Oceania Seafood's menu is populated with fish, clams, and shrimp wrestled freshly from the ocean's salty grasp. Seafaring goodies emerge from the flapping kitchen doors, such as the bursting crawfish steam pot packed with 2 pounds of crawfish and a half-dozen helpings of clams, shrimp, and mussels, all supported by a bed of sausage, potatoes, and corn ($19.99). Kitchen fishermen boil 1-pound servings of spicy crawfish ($4.75) and lure fried oysters ($4.50/dozen) to tables with the false promise of replacing their precious pearls. Fried or blackened tilapia alights on the buns of half ($4.99) or whole po boys ($7.99), and patrons capture shrimp, scallops, and mussels with pasta nets in the seafood pasta ($12.99).
The snap of cracking shells echoes through the numerous dining rooms of Fisherman’s Bucket. Servers weave through cobblestone archways, bearing fried, steamed, or seasoned shellfish by the platter and bucket, along with po’ boys spilling forth oysters, gator, and catfish. Soft lights illuminate a faux shark head above the booths, tables, and barstools inside, and an outdoor patio stretches out beneath the sun, stars, and skywriters passive-aggressively correcting each others’ work.
At first glance, Harbour Bar and Fish House exudes the vibe of a private seaside residence, from the wraparound porch to the brick fireplace inside. But the venue shows its true colors as a bustling seafood restaurant when the outdoor bar opens and the kitchen fills with chefs preparing fresh fish, such as grilled Scottish salmon and red grouper, all caught without nets. Sea-blue walls and an airy dining space further evoke the ocean, urging patrons to fashion makeshift peg legs from the natural wood flooring. Diners can engage in friendly competition on the bocce-ball courts and enjoy performances from live musicians Thursday through Sunday.
The word "wahoo" can be defined as both an expression of joy and a type of fish. Wahoo! Grill came up with a third meaning for it: "An amazing restaurant, full of joy, warmth, and great food." And there's definitely plenty to be amazed by here, starting with the eclectic selection of seafood, ranging from fish tacos to seared scallops in pumpkin-seed butter. In a similar fashion, the brunch menu has shrimp and grits, as well as fresh-herb egg scrambles and hash-brown casserole.
But it's not just the Southern-style cooking that charms guests. The dining rooms are quite handsome; the exposed-brick main room has views of the modern exhibition kitchen, and a sun-drenched atrium that leads out to a patio lush with greenery. Elegant touches such as rustic chandeliers and high-backed upholstered booths have made the restaurant a popular venue for wedding receptions and an unpopular venue for food fight enthusiasts.

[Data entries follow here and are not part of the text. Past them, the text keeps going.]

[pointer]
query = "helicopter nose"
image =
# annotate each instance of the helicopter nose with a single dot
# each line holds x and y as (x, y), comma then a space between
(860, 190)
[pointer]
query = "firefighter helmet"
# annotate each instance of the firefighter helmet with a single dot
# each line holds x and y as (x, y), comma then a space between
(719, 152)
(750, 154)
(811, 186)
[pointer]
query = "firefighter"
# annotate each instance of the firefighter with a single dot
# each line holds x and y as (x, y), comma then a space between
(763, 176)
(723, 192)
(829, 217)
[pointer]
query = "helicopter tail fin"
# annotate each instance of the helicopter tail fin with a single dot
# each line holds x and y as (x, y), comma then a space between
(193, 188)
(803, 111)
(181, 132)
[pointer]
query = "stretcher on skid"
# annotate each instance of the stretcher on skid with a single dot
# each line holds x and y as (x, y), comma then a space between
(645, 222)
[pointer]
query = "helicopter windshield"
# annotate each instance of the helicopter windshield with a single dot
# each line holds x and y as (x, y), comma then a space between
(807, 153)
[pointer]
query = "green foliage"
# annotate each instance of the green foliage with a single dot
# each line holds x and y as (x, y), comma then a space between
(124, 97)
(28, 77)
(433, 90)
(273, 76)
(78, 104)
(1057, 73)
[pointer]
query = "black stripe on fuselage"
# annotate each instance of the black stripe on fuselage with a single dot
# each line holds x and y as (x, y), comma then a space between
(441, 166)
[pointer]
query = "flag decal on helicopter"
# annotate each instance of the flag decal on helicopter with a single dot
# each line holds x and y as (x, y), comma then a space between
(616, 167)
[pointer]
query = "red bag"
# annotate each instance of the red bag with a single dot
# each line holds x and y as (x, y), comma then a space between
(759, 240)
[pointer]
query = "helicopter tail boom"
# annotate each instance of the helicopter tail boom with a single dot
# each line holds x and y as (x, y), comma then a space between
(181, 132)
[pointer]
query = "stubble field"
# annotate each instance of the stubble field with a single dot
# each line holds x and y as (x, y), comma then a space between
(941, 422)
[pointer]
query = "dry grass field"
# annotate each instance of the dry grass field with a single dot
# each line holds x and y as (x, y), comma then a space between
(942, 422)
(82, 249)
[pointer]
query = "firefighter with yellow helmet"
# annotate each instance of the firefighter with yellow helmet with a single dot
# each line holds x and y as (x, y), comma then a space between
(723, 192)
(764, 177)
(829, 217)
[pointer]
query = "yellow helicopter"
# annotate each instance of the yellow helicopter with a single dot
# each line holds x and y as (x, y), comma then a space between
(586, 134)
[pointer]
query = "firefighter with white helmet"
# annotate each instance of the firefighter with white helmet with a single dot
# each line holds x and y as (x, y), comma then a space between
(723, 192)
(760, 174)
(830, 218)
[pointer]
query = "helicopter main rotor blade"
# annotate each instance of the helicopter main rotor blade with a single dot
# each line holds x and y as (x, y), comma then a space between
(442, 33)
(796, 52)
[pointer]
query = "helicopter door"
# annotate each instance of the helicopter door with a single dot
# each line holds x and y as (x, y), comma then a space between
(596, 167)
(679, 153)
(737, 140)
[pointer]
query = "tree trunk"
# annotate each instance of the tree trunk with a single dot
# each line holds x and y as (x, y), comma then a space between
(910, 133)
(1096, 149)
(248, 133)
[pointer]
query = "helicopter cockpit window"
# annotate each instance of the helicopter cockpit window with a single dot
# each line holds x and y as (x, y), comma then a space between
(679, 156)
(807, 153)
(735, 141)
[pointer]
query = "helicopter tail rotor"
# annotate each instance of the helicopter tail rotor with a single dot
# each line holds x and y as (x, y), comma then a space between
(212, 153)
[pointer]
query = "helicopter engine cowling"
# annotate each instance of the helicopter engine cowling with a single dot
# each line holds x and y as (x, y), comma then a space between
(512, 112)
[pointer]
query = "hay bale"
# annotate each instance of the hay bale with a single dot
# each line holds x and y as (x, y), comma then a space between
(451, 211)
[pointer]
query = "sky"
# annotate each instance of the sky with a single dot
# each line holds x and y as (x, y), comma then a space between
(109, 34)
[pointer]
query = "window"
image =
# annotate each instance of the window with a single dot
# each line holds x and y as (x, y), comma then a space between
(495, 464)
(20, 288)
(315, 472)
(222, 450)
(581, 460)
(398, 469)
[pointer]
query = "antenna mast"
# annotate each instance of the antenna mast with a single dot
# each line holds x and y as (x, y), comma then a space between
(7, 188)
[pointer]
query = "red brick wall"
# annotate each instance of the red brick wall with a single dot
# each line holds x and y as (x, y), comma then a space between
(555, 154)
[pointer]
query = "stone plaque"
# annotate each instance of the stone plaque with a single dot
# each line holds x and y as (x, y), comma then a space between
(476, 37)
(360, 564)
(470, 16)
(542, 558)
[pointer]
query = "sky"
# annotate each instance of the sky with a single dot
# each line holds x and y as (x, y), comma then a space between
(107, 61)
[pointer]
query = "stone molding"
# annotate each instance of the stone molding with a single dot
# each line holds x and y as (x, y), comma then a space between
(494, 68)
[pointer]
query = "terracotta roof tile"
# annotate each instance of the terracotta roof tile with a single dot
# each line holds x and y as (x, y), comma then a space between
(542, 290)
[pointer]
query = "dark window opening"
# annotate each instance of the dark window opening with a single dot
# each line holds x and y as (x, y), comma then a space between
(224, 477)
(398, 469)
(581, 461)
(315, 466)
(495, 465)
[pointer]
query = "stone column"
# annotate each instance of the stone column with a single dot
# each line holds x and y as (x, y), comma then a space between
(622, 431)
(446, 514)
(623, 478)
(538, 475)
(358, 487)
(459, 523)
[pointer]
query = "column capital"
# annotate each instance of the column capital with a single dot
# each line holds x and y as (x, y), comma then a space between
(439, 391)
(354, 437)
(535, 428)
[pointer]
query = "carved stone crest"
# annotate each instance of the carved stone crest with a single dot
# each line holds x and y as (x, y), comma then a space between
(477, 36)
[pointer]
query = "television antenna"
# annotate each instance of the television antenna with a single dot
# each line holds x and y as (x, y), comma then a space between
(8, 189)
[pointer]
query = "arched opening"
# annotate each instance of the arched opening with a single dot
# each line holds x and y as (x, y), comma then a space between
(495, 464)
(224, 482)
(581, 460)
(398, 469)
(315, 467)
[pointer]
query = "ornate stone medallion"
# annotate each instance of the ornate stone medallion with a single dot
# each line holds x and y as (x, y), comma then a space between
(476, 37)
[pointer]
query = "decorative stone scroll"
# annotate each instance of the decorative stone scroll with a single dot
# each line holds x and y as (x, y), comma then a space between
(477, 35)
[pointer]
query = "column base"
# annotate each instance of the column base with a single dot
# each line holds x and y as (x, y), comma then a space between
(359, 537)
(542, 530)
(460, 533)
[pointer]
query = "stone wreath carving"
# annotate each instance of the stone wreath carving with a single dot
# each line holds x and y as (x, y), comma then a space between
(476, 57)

And whether you're toasting a couple's nuptials or just meeting friends for a Tuesday night nip, the drink list has plenty to offer. There's an international selection of reds and whites served by the bottle or glass, and the spirits list includes everything from bourbons to cordials. Those liquors go into specialty cocktails such as a Wahoo! spritz with Aperol and sparkling wine, though someone looking for something a bit hoppier can order a craft beer such as Red Brick Laughing Skull.
Executive Chef Scott Barrows waits to post specials at Devon Seafood Grill until he has spotted the best choices from the day's catch, ensuring his dishes are packed with the freshest, most flavorful seafood available. Past plates on Devon's robust menu have included jumbo lump crab cakes, coconut-green-curry mussels, and char-crusted ahi tuna, which can be paired with signature cocktails and fine wines from a collection on display in the dining area. Barrows and his staff welcome diners into this sophisticated two-level restaurant decorated with modern art that is splashed by warm lighting and the wake made by beluga whales arriving for dinner.
For Alison, cooking up delicious, welcoming meals is second nature. In her 35 years in the restaurant business, she's gathered traditional and modern culinary influences into a menu of New Southern comfort cuisine that features good old-fashioned meatloaf and mashed potatoes, buttermilk fried chicken, liver and onions, and her popular crab cakes. There's an abundance of seafood dishes—Alison prepares fish tacos, cedar plank salmon, and lobster mac 'n' cheese, to name a few. She even offers a pecan-crusted fillet of North Georgia mountain trout, served with a creamy mango sauce. The restaurant's meatier offerings include beef fillets and oven roasted pork tenderloin with a peach bourbon chutney. Bourbon tastings at the full-service bar are popular among Alison’s Restaurant and Bourbon Bar's regulars. On warm days, she opens the fenced-in patio to let customers enjoy the sunshine.